The weight of recent authority holds that the payment of an employee’s medical expenses under GA-23000 are not a collateral source. Those cases reason that where an employer clearly expresses an intent to make a voluntary benefit plan supplemental to sums recovered under the FELA, set-off is appropriate. Clark v. Burlington Northern, Inc., 726 F.2d at 451; Brice v. National Railroad Passenger Corp., 654 F.Supp. at 223; Gonzalez v. Indiana Harbor Belt Railroad Co., 638 F.Supp. 308, 310 (N.D.Ind.1986). The Clark decision noted that an employer’s intent to avoid double liability must be respected if the collateral source rule is not to swallow up § 5 of FELA at the ultimate expense of the employees. The intent to establish policy GA-23000 for the purpose of indemnifying the railroads against FELA liability, as opposed to providing a fringe benefit for employees, is found in the Health & Welfare Agreement, supra. In fact, the Health & Welfare Agreement was a direct result of earlier FELA cases which denied set-off of medical payments made by employers. In Blake v. Delaware & Hudson Railway Co., 484 F.2d 204 (2d Cir.1973), Judge Friendly, in his concurrence, urged the railroads to negotiate a provision in the collective bargaining agreement which would allow them to fulfill their FELA liabilities with insurance. Id. at 207 (Friendly, J., concurring); Folkestad v. Burlington Northern, Inc., 813 F.2d 1377, 1382-83 (9th Cir.1987); Urbaniak v. Erie Lackawanna Railway Co., 424 F.Supp. 981, 984 (W.D.N.Y.1977).
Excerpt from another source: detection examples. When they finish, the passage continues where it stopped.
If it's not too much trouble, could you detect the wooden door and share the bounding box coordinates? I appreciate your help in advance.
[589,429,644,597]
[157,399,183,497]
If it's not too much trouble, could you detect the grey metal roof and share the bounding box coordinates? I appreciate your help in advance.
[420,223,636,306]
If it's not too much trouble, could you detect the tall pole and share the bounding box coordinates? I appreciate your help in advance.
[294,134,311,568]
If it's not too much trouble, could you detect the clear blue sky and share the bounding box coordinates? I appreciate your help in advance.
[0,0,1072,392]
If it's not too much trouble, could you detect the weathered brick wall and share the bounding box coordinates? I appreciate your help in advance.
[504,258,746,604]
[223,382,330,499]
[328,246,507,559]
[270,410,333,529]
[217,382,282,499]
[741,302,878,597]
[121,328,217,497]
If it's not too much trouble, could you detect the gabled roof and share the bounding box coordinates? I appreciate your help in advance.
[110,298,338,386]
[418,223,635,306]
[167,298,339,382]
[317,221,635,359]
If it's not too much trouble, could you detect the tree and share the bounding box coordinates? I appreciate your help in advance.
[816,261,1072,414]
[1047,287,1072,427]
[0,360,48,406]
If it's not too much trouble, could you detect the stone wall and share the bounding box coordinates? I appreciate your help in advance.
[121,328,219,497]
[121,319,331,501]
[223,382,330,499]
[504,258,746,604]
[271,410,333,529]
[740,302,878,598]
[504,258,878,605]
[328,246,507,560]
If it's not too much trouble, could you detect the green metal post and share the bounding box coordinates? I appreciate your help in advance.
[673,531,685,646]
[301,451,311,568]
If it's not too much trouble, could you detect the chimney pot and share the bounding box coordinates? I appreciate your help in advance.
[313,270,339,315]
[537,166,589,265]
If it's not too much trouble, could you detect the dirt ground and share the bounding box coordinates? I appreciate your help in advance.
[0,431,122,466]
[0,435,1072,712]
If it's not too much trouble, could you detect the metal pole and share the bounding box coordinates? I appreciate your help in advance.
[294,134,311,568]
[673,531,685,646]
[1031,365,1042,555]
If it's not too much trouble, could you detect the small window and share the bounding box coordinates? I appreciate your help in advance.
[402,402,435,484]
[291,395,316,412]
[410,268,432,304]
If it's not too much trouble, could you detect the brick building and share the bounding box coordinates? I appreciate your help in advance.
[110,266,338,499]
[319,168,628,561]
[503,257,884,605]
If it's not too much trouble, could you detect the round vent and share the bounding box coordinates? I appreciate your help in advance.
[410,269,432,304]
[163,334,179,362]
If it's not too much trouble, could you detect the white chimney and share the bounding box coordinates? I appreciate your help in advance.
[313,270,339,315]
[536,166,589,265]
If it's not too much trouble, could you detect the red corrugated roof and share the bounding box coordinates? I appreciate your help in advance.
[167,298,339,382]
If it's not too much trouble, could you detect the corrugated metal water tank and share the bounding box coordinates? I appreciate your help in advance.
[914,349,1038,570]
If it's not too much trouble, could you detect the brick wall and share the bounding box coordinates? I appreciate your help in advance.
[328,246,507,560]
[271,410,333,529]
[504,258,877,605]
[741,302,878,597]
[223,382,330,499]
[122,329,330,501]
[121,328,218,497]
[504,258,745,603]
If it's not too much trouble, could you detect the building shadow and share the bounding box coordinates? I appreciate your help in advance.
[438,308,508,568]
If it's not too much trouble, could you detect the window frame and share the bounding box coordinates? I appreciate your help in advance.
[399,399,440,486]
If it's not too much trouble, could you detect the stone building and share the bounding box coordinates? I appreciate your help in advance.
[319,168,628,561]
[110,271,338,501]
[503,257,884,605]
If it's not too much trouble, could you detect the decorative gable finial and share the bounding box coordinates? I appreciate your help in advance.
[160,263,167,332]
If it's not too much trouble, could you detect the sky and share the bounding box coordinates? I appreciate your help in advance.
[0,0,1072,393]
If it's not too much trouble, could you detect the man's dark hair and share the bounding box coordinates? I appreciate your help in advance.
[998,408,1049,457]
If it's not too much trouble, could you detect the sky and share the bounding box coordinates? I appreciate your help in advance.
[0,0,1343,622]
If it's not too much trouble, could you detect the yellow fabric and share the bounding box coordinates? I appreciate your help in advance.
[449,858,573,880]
Plaintiff also objects to the set-off because § 5 of FELA renders void any “contract, rule, regulation or device whatsoever, the purpose or intent of which shall be to enable a common carrier to exempt itself from any liability.” 45 U.S.C. § 55. However, policy GA-23000 is not a prohibitive device intended by Southern Pacific “to exempt itself from any liability;” rather, it is a method of obtaining funds to pay such liability and would thus not fall within the prohibition of the statute. Brice v. National Railroad Passenger Corp., supra at 224, quoting Thomas v. Penn Central Co., 379 F.Supp. 24, 27 (W.D.Pa.1974). The purpose of § 5 of FELA is to insure an employee receives full compensation for his loss. It is not intended to prohibit an employer from indemnifying itself against FELA liability. Brice, supra.

The defendant’s motion in limine is GRANTED. The payments received by plaintiff under policy GA-23000 do not fall within the collateral source rule. Plaintiff has already been compensated for his medical expenses; he may not introduce evidence of those medical expenses at trial.